Rivera also made several allegations about Islam, for which he did not offer proof. This includes allegations that Muhammad was manipulated by the Catholic Church to create Islam and destroy the Jews and other groups of Christians, and that Muhammad's first wife, Khadijah bint Khuwaylid, was actually a Catholic nun in an Arabian monastery, who was told by a bishop to marry Muhammad and create Islam. Rivera also alleged that the Vatican staged an apparition at Fátima (named after Fatimah, daughter of Muhammad) to cultivate favor with Muslims. He further says that it also staged the 1981 assassination attempt on Pope John Paul II using a Muslim as the marksman "to guilt-induce the Muslim world, bringing them still closer to the Catholic faith".

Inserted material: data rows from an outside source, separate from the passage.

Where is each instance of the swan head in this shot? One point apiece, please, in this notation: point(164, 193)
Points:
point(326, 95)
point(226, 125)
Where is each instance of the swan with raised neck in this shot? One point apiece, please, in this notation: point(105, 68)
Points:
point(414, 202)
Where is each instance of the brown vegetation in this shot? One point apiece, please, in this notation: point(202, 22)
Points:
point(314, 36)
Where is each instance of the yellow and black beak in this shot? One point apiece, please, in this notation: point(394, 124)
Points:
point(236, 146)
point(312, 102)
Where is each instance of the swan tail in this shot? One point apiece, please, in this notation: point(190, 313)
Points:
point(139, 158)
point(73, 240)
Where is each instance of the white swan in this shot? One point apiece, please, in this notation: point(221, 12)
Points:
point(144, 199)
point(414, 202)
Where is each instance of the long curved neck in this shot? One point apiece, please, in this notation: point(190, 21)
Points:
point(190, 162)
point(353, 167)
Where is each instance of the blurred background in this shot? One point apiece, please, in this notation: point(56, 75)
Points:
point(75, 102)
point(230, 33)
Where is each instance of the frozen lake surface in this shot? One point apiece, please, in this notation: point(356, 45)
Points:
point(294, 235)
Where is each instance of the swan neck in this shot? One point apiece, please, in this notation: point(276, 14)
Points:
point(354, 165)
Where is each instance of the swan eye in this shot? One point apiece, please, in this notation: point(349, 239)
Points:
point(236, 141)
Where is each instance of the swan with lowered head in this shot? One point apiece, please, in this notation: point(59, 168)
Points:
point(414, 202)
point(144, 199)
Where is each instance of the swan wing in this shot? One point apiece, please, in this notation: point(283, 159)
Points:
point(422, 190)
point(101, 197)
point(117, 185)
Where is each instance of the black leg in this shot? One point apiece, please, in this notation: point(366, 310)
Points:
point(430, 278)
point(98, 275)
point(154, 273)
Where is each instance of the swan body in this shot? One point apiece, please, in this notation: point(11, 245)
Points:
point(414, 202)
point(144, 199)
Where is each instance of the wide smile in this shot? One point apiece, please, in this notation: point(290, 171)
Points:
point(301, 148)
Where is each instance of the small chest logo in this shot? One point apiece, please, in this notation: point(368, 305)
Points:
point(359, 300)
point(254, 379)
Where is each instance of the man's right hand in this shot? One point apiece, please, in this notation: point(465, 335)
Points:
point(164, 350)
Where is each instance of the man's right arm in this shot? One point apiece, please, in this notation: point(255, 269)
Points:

==Presence in "Chick Tracts"==
Six of Jack Chick's full-length comics feature Rivera specifically: Alberto, Double Cross, The Godfathers, The Force, Four Horsemen, and The Prophet. He also wrote the introduction to Chick's republication of The Secret History of the Jesuits by Edmond Paris.

==Death==
Rivera died in 1997 of colon cancer. His ministry was taken over by his widow, Nury Rivera.